La battaglia di Pettorano (o anche battaglia di Pettorano e Carpinone) è il nome dato allo scontro avvenuto il 17 ottobre 1860 nei pressi dell'abitato di Pettorano (oggi Pettoranello del Molise, in provincia di Isernia) fra un contingente di garibaldini (la Legione del Matese) e le forze filoborboniche provenienti dal territorio circostante.

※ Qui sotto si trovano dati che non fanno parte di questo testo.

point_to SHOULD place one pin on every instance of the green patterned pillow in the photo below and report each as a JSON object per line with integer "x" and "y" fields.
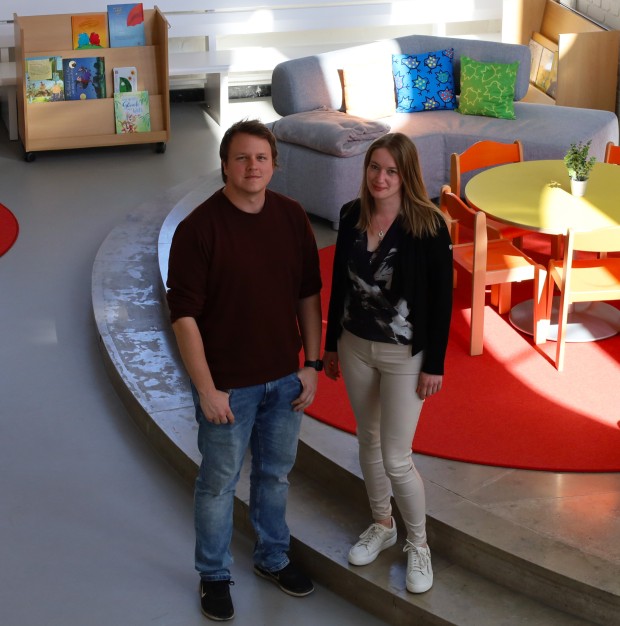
{"x": 488, "y": 88}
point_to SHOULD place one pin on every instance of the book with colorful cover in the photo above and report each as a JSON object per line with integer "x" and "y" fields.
{"x": 125, "y": 79}
{"x": 126, "y": 25}
{"x": 84, "y": 78}
{"x": 536, "y": 50}
{"x": 547, "y": 74}
{"x": 44, "y": 79}
{"x": 131, "y": 112}
{"x": 90, "y": 30}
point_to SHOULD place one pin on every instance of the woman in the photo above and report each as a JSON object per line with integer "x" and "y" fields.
{"x": 388, "y": 324}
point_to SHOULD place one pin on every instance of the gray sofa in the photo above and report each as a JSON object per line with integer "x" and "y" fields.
{"x": 323, "y": 182}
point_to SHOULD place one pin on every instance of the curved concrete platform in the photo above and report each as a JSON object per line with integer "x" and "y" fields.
{"x": 504, "y": 550}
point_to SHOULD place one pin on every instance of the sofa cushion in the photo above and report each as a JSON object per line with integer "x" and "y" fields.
{"x": 487, "y": 88}
{"x": 424, "y": 82}
{"x": 329, "y": 131}
{"x": 368, "y": 89}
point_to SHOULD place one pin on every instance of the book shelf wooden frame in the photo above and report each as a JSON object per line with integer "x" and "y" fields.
{"x": 587, "y": 53}
{"x": 90, "y": 123}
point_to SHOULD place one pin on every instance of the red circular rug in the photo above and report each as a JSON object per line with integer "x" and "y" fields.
{"x": 9, "y": 229}
{"x": 508, "y": 407}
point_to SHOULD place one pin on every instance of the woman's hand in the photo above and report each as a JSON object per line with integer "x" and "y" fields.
{"x": 331, "y": 365}
{"x": 428, "y": 384}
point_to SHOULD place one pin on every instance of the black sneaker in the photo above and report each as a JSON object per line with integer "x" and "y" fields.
{"x": 215, "y": 600}
{"x": 289, "y": 579}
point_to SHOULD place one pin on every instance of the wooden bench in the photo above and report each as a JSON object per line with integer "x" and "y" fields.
{"x": 199, "y": 38}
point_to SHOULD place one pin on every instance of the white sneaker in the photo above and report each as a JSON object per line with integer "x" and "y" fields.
{"x": 419, "y": 569}
{"x": 372, "y": 541}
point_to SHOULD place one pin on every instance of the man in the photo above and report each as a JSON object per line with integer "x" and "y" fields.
{"x": 244, "y": 297}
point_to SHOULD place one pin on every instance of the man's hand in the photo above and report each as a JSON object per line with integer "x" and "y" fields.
{"x": 428, "y": 384}
{"x": 216, "y": 408}
{"x": 331, "y": 365}
{"x": 309, "y": 380}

Il colonnello Nullo, giunto a Boiano, decise di non attendere la discesa del Generale Cialdini e di dirigersi verso Isernia; durante il tragitto il contingente fu vittima di un'imboscata: gruppi di contadini discesi dalle montagne e truppe borboniche provenienti da Isernia assalirono i Garibaldini e li massacrarono.[1] Tra le vittime del massacro si ricorda il conte Pietro Lavagnolo, udinese, Ufficiale nelle Guide e Prode del Volturno di cui Garibaldi scrisse "parte preziosa del nostro sangue versato per la causa italiana"[2]. Lavagnolo fu sepolto nella chiesa di Pettoranello[3] e insignito di medaglia di argento al valor militare.

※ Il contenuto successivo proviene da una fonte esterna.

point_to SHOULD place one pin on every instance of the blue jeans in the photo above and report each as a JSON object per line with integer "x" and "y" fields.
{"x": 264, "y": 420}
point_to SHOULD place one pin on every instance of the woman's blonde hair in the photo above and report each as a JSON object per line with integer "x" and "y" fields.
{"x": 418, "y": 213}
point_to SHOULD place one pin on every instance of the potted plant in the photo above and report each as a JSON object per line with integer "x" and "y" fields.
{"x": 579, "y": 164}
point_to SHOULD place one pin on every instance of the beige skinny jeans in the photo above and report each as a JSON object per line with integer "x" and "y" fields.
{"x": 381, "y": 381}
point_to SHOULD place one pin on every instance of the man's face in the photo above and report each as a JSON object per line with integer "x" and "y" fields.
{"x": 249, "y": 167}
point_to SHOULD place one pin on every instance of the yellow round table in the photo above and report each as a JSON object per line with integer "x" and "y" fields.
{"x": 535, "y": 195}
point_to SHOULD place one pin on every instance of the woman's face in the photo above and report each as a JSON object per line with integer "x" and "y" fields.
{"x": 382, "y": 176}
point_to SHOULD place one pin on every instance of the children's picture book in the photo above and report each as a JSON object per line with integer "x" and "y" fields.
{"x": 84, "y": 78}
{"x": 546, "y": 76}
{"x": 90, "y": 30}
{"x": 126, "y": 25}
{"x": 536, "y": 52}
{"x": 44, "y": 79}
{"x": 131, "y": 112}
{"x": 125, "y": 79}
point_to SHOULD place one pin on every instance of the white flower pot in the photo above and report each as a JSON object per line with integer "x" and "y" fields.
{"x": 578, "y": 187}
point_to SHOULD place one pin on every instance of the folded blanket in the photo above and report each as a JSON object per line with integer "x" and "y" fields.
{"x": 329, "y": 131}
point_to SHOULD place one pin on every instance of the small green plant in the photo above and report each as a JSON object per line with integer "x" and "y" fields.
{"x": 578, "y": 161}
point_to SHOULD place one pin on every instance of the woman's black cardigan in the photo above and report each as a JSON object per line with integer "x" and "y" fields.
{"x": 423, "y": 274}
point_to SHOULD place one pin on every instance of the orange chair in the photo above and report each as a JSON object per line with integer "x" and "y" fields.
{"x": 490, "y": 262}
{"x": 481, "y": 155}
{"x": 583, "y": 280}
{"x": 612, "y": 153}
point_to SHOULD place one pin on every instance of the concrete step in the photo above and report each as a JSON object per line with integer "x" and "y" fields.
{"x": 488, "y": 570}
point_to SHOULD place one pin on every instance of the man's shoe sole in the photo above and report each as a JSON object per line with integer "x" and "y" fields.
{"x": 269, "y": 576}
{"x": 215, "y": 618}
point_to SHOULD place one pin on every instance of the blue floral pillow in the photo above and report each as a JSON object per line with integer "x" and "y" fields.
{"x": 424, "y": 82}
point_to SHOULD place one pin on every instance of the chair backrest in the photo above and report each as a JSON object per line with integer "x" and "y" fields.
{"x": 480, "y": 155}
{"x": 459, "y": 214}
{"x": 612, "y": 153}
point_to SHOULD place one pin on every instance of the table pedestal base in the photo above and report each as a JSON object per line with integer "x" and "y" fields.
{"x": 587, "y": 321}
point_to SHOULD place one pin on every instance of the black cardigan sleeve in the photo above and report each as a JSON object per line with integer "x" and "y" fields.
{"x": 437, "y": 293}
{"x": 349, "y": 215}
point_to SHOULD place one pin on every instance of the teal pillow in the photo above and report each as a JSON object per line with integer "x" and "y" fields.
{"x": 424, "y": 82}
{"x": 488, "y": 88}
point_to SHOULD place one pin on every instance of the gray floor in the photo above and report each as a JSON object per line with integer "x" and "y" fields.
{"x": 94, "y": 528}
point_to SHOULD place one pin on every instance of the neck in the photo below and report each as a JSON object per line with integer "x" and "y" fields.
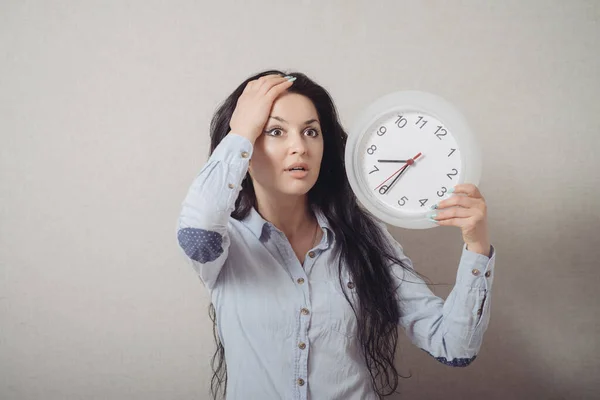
{"x": 290, "y": 214}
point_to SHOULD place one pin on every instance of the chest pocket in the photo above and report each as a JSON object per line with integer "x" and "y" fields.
{"x": 341, "y": 316}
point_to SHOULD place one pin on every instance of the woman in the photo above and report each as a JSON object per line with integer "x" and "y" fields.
{"x": 308, "y": 288}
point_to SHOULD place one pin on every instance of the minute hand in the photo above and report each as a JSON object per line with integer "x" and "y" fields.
{"x": 410, "y": 161}
{"x": 396, "y": 178}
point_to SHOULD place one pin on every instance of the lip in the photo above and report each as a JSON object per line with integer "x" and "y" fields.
{"x": 295, "y": 165}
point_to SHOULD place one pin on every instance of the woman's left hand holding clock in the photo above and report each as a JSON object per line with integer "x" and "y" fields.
{"x": 469, "y": 213}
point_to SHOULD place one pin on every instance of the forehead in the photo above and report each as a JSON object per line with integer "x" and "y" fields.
{"x": 294, "y": 108}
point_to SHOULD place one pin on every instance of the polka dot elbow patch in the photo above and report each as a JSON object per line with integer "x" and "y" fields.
{"x": 200, "y": 245}
{"x": 455, "y": 362}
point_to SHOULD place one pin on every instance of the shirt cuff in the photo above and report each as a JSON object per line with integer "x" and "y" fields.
{"x": 476, "y": 270}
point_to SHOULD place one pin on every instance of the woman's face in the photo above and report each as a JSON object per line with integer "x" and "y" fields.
{"x": 292, "y": 137}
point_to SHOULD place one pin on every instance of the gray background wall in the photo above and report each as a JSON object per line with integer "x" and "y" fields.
{"x": 104, "y": 112}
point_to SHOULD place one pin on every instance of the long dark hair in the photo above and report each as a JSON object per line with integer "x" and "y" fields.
{"x": 360, "y": 244}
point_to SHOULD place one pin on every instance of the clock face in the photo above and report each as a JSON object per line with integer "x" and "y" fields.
{"x": 408, "y": 161}
{"x": 404, "y": 154}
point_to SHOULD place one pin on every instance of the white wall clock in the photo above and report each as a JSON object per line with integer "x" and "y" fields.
{"x": 405, "y": 152}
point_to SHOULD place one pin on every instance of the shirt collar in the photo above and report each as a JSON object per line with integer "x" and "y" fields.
{"x": 262, "y": 228}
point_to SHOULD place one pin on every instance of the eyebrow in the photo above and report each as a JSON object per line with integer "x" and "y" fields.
{"x": 310, "y": 121}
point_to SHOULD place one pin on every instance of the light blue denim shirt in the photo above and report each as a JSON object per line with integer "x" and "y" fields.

Pettorano, Carpinone, Isernia, meritereste che su voi non venisse più né pioggia né rugiada, fin che durerà la memoria dei nostri, ingannati e messi in caccia e uccisi pei vostri campi e pei vostri boschi! Tornano gli avanzi della colonna di Nullo; non si regge ai loro racconti; non sanno dire che morti, morti, morti! Par loro d’avere ancora intorno l’orgia di villani, di soldati, di frati che uccidevano al grido di Viva Francesco secondo e Viva Maria. Povero Bettoni! La sua Soresina non lo vedrà più. Se ne veniva indietro ferito su d’una carrozza; cavalcavano a’ suoi lati Lavagnolo e Moro, pensando di poterlo porre in salvo a Boiano, e tornar poi a spron battuto dove Nullo combatteva, e i nostri morivano qua, là, a gruppi, da soli, sbigottiti dalle grida selvaggie. Poveri cavalieri! Il giorno appresso il tenente Candiani li trovò morti sulla via. Ah! quel Sannio, quel Sannio! Mi sento passar sul viso un soffio gelato come quel giorno che la spedizione partì: sin d’allora mi suonò nella memoria il nome delle Forche Caudine.»